The visitors’ success was deserved, highlighting the scale of the challenge Boro will face this season as they look to improve on last season’s fourth-placed finish. Very few pundits have been tipping Millwall for promotion this term, yet they only missed out on the play-offs in the most remarkable of fashions in May and have bought intelligently to improve their squad this summer. Remaining ahead of the likes of the Lions over the course of the next nine months is not a given.

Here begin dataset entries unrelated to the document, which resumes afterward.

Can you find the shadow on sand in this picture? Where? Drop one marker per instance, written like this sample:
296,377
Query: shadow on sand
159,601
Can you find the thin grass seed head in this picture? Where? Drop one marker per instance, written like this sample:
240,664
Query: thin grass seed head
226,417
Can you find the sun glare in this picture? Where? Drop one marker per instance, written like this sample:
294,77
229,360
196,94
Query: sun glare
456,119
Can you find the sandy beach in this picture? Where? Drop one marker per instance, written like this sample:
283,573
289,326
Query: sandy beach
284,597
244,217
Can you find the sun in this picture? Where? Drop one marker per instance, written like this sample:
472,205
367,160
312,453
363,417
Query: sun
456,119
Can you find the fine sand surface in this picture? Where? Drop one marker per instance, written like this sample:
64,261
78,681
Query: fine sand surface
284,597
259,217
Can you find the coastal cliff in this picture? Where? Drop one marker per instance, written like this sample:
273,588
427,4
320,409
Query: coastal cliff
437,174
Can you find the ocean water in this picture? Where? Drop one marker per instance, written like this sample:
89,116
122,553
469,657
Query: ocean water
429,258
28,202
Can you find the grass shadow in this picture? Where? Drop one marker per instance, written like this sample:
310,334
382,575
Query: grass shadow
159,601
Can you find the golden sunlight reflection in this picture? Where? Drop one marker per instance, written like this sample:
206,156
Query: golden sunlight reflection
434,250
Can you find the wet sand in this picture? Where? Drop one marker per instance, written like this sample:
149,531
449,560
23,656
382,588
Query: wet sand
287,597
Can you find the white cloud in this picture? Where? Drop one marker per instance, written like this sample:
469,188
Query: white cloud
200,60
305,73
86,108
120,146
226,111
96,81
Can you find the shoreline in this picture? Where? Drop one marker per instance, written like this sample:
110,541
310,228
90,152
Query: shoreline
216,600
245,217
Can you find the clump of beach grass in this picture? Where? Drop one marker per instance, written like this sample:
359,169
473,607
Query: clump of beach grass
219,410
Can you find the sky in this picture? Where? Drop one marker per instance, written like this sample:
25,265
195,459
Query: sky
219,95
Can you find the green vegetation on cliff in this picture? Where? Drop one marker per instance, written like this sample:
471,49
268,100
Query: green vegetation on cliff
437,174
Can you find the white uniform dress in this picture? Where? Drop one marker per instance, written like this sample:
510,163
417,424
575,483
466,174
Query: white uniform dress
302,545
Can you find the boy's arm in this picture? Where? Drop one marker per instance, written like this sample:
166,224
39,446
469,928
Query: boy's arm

The main opening-day positives for Boro were the performance of Seny Dieng in goal, with the summer signing from QPR making a superb second-half save to keep out Kevin Nisbet’s low shot and looking calm and assured whenever he had the ball at his feet, and the classy showing of Hayden Hackney, who glided around in central midfield popping off passes and dictating the pace of the home side’s play.

The problem was the final third, with neither Rogers nor Matt Crooks really offering any kind of a goal threat, and the ease with which Millwall’s players dissected the Boro defence when they got their counter-attacking right.

Nisbet, Zion Flemming and Duncan Watmore had all gone close before the visitors claimed their winner with 11 minutes left. Aidomo Emakhu skipped past Paddy McNair on the left flank before sliding a low cross across the middle, and his fellow substitute, Romain Esse, curled a superb first-time finish into the top left-hand corner.